Es wurde mir wieder mal klar, dass ich in einem der reichsten Länder der Welt wohne. Hier ist alles im Überfluss vorhanden und die Qualität von Gebrauchtem durch sorgfältigen Umgang meistens so gut wie neu. Was soll ich sagen? Einige Tage nach Einzug war die Wohnung ideal eingerichtet, sogar mit echten Liebhaberstücken und Luxusgegenständen wie etwa einem Milchschäumer.

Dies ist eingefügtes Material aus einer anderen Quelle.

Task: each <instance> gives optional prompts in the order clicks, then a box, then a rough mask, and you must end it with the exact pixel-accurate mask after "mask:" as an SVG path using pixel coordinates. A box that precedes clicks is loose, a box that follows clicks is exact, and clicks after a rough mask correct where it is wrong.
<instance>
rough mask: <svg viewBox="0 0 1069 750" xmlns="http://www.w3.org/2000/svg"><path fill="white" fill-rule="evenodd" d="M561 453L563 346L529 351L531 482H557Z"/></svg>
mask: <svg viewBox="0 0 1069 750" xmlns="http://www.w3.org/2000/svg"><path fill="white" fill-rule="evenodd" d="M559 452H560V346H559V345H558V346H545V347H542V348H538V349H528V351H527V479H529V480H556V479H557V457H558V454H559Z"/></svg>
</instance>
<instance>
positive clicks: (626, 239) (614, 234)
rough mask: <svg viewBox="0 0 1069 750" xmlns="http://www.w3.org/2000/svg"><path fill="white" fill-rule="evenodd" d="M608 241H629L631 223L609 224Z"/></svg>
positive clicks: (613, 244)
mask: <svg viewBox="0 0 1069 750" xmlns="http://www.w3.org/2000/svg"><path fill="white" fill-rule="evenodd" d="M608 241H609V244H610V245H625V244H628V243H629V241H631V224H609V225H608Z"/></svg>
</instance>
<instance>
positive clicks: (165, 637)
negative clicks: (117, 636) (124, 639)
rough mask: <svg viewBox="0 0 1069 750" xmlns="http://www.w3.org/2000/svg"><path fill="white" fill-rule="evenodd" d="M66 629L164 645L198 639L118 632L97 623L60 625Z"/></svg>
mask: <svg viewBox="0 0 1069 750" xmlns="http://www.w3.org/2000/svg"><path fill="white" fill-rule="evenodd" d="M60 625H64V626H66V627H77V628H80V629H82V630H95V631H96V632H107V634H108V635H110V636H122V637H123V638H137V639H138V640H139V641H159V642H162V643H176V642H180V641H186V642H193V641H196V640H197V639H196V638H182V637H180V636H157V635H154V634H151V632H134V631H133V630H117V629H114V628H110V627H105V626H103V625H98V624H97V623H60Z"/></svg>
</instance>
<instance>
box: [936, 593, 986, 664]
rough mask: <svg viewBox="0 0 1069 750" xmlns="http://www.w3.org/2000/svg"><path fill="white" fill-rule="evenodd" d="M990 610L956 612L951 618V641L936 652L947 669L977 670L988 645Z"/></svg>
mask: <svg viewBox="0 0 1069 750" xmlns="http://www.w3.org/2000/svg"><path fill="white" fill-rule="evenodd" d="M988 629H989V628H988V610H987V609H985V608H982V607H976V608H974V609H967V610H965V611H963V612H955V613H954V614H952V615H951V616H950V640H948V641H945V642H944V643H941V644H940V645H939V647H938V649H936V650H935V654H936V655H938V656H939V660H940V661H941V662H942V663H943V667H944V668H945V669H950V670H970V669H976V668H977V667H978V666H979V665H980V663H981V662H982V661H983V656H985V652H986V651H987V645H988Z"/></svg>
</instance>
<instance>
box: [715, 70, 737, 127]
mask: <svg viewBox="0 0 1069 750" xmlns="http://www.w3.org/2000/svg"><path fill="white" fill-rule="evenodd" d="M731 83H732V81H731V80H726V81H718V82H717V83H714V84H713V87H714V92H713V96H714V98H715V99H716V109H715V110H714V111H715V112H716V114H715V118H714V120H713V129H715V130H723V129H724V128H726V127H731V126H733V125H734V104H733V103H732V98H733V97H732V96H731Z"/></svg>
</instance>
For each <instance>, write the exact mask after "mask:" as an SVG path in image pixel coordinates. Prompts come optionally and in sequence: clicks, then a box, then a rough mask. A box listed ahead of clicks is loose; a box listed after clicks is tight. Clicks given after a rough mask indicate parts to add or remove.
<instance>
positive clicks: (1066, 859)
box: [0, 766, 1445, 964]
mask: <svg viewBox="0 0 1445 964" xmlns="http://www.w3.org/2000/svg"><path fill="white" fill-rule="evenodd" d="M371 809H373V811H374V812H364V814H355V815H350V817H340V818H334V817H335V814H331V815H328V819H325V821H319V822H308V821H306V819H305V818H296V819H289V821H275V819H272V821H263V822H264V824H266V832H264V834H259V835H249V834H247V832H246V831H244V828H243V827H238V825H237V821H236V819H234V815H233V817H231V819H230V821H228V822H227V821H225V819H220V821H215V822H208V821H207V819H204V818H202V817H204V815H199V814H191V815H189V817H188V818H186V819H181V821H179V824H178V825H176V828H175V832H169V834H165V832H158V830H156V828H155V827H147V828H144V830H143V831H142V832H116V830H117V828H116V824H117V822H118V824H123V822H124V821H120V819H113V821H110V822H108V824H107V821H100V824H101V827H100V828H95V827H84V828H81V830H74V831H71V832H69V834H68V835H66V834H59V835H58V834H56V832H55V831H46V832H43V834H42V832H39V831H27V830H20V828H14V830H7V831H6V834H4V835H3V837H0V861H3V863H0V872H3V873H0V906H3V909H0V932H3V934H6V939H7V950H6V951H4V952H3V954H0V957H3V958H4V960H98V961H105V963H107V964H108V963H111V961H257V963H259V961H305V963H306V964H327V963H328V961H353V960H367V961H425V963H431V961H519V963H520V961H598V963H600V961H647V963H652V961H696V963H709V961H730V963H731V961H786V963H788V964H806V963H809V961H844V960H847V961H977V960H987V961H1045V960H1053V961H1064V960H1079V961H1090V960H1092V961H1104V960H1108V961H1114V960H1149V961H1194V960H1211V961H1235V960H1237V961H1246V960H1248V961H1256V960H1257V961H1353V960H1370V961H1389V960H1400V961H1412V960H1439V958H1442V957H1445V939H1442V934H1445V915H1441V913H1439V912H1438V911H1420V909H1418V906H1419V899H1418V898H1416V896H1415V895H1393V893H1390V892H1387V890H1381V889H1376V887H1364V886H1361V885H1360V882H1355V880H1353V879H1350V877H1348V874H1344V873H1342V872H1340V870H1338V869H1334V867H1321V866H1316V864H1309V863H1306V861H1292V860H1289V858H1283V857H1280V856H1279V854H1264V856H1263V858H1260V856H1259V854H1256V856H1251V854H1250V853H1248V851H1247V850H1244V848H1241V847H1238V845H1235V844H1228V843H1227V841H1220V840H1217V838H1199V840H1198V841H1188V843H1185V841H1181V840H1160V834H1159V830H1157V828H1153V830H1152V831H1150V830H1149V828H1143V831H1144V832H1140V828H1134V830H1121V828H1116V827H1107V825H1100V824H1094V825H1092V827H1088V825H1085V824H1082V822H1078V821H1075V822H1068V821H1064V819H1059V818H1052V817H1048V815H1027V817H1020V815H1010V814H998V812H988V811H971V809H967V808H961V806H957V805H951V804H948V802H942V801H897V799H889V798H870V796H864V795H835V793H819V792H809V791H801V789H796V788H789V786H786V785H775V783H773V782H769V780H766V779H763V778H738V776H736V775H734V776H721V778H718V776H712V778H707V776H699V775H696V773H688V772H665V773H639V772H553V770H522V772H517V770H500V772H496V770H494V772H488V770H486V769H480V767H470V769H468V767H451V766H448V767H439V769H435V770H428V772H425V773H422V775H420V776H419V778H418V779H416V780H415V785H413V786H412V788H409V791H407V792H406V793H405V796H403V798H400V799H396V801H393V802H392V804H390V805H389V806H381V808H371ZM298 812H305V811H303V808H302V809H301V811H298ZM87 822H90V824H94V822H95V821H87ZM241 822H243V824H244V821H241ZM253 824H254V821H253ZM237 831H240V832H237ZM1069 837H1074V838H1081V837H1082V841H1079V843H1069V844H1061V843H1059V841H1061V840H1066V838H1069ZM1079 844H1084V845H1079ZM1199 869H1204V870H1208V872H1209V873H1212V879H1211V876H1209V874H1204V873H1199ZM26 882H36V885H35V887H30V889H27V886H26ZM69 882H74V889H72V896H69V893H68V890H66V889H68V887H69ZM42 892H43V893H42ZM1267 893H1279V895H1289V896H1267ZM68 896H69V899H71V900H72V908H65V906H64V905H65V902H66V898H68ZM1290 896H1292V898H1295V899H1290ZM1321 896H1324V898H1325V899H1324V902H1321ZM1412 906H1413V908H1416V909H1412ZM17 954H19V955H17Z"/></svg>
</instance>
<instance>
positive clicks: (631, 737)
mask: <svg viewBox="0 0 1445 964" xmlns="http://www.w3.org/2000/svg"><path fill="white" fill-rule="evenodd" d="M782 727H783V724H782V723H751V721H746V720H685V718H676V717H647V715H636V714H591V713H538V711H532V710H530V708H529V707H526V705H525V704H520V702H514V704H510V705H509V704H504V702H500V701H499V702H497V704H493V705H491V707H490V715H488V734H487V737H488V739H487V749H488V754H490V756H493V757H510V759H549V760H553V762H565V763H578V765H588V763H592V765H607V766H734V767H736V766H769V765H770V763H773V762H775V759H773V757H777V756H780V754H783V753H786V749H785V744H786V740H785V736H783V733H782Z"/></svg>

Übrigens richtete ich nicht zum ersten Mal meine Wohnung auf diese Art und Weise ein. Dieses individuelle Zusammenwürfeln bot mir retrospektiv sogar stets die stimmigsten Wohnatmosphären. Einen weiteren Aspekt möchte ich hier kurz beleuchten: Wir verfügen über zwei Währungen, Zeit und Geld. Nun hat mich meine aktuelle Einrichtung summasummarum so um die 250.- Franken gekostet. Du kannst dir vorstellen, wie sich dieser Betrag zusammensetzen würde, wäre ich in den Laden gefahren. So bedeutet für mich bewusster Konsum immer auch die Frage, wieviel meiner kostbaren Lebenszeit ich aufwenden müsste, um das benötigte Geld zusammenzubekommen. Meinen Job liebe ich über alles, aber er bedeutet mir nicht mehr wie früher mein ganzes Leben. Um gute, solide Arbeit zu bieten, sind Pausen in einem gesunden Masse für mich inzwischen essenziell. Es bedeutet mir deutlich mehr, frei über meine Zeit verfügen zu können, statt ihr nachzurennen. Heute schlägt mein Herz hoch, wenn ich durch inspirierende Schweizer Altstädte flaniere oder mich an einem der traumhaften Gewässer niederlasse, die unser Land zu bieten hat und dort einfach bin. Im Hier und Jetzt.